The economy is booming, unemployment is at a near historic low, and mortgage interest rates are falling, but this apparently good news for the housing industry does not appear to be translating into an increase in housing sales. The U.S. Census Bureau says that the U.S. home ownership rate is down 0.27% from a year ago, the National Association of Realtors announced that existing home sales fell 1.7% in June, and the Commerce Department reported that single family home construction starts are down 1% on an annualized basis from 2018. In years past, the housing market typically marched in lock-step with the economy.

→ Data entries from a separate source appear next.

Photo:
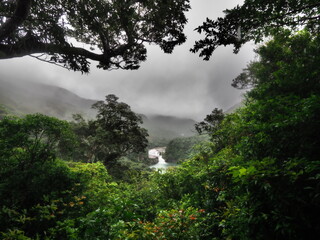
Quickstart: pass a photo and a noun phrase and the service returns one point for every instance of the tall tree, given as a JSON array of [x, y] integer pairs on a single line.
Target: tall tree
[[115, 132], [254, 20], [114, 31]]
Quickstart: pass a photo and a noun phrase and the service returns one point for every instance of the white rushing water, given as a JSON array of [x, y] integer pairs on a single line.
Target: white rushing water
[[162, 164]]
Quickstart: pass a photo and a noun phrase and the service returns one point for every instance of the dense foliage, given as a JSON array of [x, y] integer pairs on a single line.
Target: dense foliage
[[254, 20], [257, 177], [114, 133], [180, 149], [114, 31]]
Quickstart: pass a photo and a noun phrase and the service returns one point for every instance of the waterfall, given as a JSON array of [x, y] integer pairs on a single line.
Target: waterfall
[[161, 160]]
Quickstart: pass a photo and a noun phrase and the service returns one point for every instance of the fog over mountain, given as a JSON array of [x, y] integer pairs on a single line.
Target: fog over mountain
[[179, 84]]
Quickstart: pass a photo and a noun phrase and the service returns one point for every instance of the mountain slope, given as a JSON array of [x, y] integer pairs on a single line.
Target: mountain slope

Many blame rising home prices, construction and land costs, and a lack of inventory, but a large part of the reason for this disconnect between home sales and the economy may be due to changes in the 2017 Tax Cuts and Jobs Act (TCJA) that either reduced or eliminated the tax advantage of purchasing a house rather than renting one.

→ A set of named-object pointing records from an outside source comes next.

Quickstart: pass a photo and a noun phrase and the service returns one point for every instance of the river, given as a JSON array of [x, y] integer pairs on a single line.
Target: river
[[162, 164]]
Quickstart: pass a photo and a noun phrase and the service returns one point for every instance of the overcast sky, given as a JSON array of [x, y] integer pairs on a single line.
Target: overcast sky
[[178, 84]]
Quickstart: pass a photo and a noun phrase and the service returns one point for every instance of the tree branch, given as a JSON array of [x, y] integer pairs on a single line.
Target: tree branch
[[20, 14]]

The higher-end home market is being impacted by four provisions in the TCJA: a $10,000 limit on deducting state and local taxes, which for many prospective higher-end homebuyers will limit the amount of real property taxes that can be deducted; a reduction in the amount of a mortgage on which interest can be deducted—down to $750,000 from the pre-TCJA ceiling of $1 million; the elimination of interest deductions for home equity loan mortgages, which had provided a tax advantaged method of financing other purchases; and lower tax rates in general which reduce the value of these deductions. When these limitations on the tax benefits of purchasing a home are combined, it might cause a prospective homeowner pondering a housing upgrade to think twice about the additional after-tax cost.